7 - Hidden Markov models (HMMs)

Summary

In the previous chapter we discussed how to analyze a sequence with respect to one or more other sequences, through various alignment techniques. In this chapter we introduce a different model, one that can abstract our biological insight about the available sequences, and can provide findings about a new sequence S. For example, given the simple assumption that in prokaryote genomes the coding regions have more C and G nucleotides than A and T nucleotides, we would like to find a segmentation of S into coding and non-coding regions. We will develop this toy problem in Example 7.1.

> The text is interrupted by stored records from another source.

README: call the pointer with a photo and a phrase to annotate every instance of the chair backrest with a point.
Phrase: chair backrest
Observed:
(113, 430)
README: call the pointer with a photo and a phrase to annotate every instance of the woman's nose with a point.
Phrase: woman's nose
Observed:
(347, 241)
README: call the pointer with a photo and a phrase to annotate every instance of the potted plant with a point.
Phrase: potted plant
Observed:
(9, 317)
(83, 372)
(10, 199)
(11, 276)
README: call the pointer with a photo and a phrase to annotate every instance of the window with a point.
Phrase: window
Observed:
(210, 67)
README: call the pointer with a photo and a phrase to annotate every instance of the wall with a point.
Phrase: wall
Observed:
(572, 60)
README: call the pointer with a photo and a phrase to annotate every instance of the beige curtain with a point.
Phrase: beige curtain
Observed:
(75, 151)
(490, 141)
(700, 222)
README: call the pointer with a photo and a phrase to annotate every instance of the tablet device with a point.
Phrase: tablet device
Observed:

The model introduced by this chapter is called a hidden Markov model (HMM). Even though this is a probabilistic one, which thus copes with the often empirical nature of our biological understanding, we should stress that the focus of our presentation is mainly algorithmic. We will illustrate how simple techniques such as dynamic programming, and in particular the Bellman–Ford method from Section 4.2.2, can provide elegant solutions in this probabilistic context. The exercises given at the end of this chapter derive some other probabilistic models that connect back to the problem of aligning biological sequences from the previous chapter.

Let us start by recalling that a Markov chain is a random process generating a sequence S = s₁s₂…s_n such that the probability of generating, or emitting, each s_i is fixed beforehand and depends only on the previously generated symbols s₁ … s_i−1; we will denote this probability by ℙ(s_i | s₁ …s_i−1). An important subclass of Markov chains consists in those of finite history, namely those in which the probability of generating any symbol s_i depends only on the last k previous symbols, for some constant k; that is, ℙ(s_i | s₁ …s_i−1) = ℙ(si | s_i−k … s_i−1) (k is called the order of the Markov chain).